= Half flux diameter =

The half flux diameter or HFD is a definition used by astronomers to define the star size in an astronomical image. Mainly due to the seeing, stars are not imaged as a dot but spread out like a Gaussian shape. The half flux diameter defines the diameter of a circle around the bright center in which half of the star flux or energy is contained. The other half of the flux is outside this circle. The half flux diameter unit is pixels.

The lower the half flux diameter value the better the seeing is and the sharper the image. It is a similar measurement to full width at half maximum (FWHM), but is a more robust measurement especially for stars out of focus. For a perfect Gaussian shaped star image, both the FWHM and half flux diameter values are theoretically $2\sqrt{2ln(2)}$ σ or 2.3548 σ.

The half flux diameter calculation is an approximate but fast routine, assuming that the half flux diameter line splits the star in equal portions of gravity.

Variables:
- Vi: brightness value of each pixel above the background, representing the star flux to that pixel
- di: distance from gravity centroid to each pixel.
- H: half flux radius (HFR). This is half of the half flux diameter.

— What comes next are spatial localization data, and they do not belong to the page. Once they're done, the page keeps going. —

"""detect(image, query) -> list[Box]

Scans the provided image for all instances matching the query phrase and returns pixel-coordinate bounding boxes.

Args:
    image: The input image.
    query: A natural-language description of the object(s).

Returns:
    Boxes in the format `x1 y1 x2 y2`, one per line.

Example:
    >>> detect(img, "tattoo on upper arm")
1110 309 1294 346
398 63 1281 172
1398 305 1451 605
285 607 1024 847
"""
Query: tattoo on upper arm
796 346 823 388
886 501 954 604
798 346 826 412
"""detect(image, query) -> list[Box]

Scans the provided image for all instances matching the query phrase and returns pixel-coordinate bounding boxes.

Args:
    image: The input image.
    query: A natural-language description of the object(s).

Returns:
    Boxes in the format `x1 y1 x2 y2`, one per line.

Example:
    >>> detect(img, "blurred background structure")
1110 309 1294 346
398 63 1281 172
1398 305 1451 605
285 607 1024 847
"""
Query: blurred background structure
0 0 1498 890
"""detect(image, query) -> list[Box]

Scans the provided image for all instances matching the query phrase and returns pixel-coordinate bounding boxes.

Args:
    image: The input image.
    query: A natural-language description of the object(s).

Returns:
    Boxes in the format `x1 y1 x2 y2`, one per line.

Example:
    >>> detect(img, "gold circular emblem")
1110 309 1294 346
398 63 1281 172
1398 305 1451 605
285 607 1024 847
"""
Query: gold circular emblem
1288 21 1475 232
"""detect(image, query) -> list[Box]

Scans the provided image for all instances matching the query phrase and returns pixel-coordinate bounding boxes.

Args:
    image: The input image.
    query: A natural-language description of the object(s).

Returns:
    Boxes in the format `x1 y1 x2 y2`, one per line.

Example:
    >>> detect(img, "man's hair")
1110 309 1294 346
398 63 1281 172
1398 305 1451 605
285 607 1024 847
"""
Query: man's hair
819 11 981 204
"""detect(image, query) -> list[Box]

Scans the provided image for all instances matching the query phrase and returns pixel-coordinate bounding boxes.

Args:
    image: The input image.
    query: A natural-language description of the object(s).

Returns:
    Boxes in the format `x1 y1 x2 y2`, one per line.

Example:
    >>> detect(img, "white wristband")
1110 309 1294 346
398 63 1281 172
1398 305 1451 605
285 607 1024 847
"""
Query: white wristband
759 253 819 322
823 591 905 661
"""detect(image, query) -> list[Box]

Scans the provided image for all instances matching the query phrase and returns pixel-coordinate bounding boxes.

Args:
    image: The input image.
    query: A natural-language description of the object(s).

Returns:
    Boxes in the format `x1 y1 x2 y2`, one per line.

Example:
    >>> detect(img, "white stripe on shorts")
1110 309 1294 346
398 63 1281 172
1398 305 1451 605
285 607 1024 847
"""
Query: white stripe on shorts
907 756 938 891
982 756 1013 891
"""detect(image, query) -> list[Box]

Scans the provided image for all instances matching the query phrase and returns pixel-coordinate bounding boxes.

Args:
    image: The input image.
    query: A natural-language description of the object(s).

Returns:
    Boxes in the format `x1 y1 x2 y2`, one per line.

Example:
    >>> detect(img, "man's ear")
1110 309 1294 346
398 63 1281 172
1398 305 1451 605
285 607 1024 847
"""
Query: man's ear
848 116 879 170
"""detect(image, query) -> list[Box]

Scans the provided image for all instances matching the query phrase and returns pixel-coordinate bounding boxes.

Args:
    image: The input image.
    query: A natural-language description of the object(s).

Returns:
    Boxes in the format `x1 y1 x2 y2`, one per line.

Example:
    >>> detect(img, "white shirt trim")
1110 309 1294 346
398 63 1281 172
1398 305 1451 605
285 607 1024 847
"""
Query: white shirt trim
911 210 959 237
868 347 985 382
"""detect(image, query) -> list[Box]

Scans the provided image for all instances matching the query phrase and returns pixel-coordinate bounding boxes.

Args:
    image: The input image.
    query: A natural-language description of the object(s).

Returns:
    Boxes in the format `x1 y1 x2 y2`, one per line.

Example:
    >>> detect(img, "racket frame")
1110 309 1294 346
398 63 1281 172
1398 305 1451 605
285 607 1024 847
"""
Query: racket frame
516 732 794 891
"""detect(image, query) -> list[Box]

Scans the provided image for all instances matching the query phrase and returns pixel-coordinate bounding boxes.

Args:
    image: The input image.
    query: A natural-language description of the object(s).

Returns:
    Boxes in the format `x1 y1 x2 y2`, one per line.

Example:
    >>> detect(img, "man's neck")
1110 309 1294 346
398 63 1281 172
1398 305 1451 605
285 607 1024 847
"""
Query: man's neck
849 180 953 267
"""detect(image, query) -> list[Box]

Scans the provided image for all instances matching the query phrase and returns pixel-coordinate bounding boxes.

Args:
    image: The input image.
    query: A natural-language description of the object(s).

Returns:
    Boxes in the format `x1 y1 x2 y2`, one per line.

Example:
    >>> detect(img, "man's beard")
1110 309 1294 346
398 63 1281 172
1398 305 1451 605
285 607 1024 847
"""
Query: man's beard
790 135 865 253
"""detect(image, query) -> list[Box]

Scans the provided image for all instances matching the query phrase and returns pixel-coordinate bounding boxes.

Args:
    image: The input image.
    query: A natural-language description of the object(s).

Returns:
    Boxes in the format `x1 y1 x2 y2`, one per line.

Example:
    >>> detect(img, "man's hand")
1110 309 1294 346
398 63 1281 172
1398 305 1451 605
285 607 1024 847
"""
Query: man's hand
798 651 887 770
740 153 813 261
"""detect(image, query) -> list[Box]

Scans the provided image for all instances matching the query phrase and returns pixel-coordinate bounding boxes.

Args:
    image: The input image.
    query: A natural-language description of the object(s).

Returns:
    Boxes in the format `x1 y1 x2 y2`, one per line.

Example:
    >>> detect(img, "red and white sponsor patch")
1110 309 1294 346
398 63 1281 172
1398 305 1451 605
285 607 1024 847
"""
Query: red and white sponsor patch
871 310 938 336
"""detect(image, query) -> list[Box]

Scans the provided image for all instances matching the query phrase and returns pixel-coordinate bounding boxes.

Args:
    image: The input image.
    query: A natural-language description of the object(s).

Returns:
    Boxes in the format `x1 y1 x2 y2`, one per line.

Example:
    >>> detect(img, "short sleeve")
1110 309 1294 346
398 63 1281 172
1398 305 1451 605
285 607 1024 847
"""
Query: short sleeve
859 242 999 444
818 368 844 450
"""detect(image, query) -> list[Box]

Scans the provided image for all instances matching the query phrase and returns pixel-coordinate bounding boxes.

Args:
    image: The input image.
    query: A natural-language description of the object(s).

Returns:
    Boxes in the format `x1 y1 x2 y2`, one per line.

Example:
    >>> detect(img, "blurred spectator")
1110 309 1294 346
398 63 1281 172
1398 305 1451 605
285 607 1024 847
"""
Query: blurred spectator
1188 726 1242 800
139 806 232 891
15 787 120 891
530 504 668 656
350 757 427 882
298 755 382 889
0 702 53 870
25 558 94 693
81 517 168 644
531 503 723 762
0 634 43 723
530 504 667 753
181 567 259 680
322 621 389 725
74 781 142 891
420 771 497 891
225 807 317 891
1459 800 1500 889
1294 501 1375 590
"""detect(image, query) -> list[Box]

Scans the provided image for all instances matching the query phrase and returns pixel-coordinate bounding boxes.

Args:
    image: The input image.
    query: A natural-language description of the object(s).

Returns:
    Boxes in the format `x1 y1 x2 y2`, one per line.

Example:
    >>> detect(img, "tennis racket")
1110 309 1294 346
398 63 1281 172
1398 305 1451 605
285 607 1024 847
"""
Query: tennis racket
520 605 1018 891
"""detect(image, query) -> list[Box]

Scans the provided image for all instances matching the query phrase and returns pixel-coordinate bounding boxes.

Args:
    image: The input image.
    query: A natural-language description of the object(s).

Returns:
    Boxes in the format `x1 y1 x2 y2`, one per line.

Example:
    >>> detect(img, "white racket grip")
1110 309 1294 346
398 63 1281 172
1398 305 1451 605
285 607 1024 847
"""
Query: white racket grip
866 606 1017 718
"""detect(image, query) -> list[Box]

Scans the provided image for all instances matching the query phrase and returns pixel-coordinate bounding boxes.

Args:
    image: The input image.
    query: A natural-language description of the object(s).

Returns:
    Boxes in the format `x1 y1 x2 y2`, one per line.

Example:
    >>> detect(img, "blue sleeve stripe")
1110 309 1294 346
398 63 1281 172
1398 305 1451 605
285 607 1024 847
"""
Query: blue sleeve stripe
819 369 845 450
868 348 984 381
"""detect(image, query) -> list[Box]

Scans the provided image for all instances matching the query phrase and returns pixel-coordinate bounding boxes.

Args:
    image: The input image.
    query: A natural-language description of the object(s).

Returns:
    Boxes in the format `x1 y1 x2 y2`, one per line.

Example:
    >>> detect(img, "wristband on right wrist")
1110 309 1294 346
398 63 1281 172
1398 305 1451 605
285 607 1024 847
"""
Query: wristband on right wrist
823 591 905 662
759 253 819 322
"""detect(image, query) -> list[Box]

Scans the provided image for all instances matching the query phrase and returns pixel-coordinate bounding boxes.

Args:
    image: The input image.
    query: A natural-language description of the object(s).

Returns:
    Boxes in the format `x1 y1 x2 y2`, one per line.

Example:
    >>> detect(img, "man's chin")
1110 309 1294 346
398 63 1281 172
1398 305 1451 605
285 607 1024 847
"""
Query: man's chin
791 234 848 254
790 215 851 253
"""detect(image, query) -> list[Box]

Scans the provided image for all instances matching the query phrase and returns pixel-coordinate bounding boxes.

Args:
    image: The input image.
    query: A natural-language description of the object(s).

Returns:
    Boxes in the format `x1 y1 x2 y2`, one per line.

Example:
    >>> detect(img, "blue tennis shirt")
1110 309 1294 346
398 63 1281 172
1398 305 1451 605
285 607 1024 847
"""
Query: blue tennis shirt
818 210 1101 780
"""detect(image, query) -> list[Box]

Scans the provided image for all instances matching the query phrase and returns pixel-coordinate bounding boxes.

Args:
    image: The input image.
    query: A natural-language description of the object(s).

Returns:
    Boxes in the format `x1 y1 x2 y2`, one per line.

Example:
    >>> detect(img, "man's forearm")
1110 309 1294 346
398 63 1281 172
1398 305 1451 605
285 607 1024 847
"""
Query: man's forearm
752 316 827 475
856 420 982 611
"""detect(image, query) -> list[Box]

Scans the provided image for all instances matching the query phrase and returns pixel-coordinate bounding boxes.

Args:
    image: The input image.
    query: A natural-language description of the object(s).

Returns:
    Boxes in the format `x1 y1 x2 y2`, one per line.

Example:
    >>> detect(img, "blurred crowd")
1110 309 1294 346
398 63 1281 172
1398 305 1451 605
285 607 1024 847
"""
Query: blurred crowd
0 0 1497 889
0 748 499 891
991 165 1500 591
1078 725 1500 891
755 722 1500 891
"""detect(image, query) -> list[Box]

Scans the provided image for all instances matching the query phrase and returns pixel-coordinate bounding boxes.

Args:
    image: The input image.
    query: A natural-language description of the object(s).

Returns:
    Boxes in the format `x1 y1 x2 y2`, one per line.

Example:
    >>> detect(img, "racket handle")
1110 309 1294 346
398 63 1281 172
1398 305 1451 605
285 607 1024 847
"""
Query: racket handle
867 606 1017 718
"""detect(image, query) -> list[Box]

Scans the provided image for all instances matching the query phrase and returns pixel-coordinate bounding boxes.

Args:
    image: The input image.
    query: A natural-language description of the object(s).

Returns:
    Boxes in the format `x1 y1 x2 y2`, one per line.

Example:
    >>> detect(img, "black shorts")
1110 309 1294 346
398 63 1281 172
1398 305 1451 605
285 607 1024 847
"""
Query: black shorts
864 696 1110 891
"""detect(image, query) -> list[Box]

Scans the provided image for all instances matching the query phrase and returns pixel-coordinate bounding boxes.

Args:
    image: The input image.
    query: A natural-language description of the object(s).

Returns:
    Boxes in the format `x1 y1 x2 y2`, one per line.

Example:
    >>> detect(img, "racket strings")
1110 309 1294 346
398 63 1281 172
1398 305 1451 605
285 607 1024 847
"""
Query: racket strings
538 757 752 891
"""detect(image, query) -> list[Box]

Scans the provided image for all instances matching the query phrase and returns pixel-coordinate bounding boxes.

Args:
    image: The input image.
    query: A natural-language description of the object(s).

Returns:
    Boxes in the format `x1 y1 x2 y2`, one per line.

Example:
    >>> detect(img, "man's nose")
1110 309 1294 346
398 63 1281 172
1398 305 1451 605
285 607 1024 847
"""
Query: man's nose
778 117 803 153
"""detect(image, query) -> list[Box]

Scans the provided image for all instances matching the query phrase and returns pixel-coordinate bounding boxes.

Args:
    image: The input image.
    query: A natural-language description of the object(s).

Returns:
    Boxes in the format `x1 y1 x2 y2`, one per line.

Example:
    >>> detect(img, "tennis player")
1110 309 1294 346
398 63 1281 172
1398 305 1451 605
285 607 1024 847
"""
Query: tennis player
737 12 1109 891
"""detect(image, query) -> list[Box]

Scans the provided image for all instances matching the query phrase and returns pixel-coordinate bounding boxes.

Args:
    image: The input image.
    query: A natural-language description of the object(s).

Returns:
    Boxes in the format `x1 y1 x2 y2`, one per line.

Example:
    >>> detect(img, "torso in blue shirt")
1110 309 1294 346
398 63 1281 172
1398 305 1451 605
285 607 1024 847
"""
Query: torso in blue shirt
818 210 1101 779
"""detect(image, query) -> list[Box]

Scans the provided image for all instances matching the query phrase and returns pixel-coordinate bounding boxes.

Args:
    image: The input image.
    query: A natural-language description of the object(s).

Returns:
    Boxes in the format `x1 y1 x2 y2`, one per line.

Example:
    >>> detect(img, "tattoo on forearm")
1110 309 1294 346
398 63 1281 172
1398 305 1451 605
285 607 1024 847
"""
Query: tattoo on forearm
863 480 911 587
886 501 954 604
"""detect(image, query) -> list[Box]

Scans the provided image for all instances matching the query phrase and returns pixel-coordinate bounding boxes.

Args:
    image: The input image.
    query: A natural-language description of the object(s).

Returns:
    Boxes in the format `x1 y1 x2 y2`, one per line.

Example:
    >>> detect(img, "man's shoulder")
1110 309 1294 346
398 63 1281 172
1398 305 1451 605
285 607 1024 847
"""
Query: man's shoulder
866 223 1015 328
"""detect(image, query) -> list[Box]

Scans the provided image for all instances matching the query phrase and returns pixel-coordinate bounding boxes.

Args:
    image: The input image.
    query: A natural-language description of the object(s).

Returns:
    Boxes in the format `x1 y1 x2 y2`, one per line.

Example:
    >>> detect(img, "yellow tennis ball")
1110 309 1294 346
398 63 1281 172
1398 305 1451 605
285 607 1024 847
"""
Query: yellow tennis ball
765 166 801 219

The center of gravity is zero at H:
$\sum_{i=1}^N V_i(d_i - H)=0$

This can be rewritten as:

$\sum_{i=1}^N V_i H=\sum_{i=1}^N V_i d_i$

The H is then:

$H= \frac{\sum_{i=1}^N V_i d_i}{\sum_{i=1}^N V_i}$
HFD is linked to H by:
$HFD=2 H$

Since normally the number of pixels illuminated is small and the calculated star center of star is not at the center of a pixel, the above summation should be calculated on sub-pixel level or the image should be re-sampled to a higher resolution.

Using this approximate method, the half flux diameter of a perfect Gaussian shaped star, highly over sampled is 2.5066 σ. An offset of +6.4%.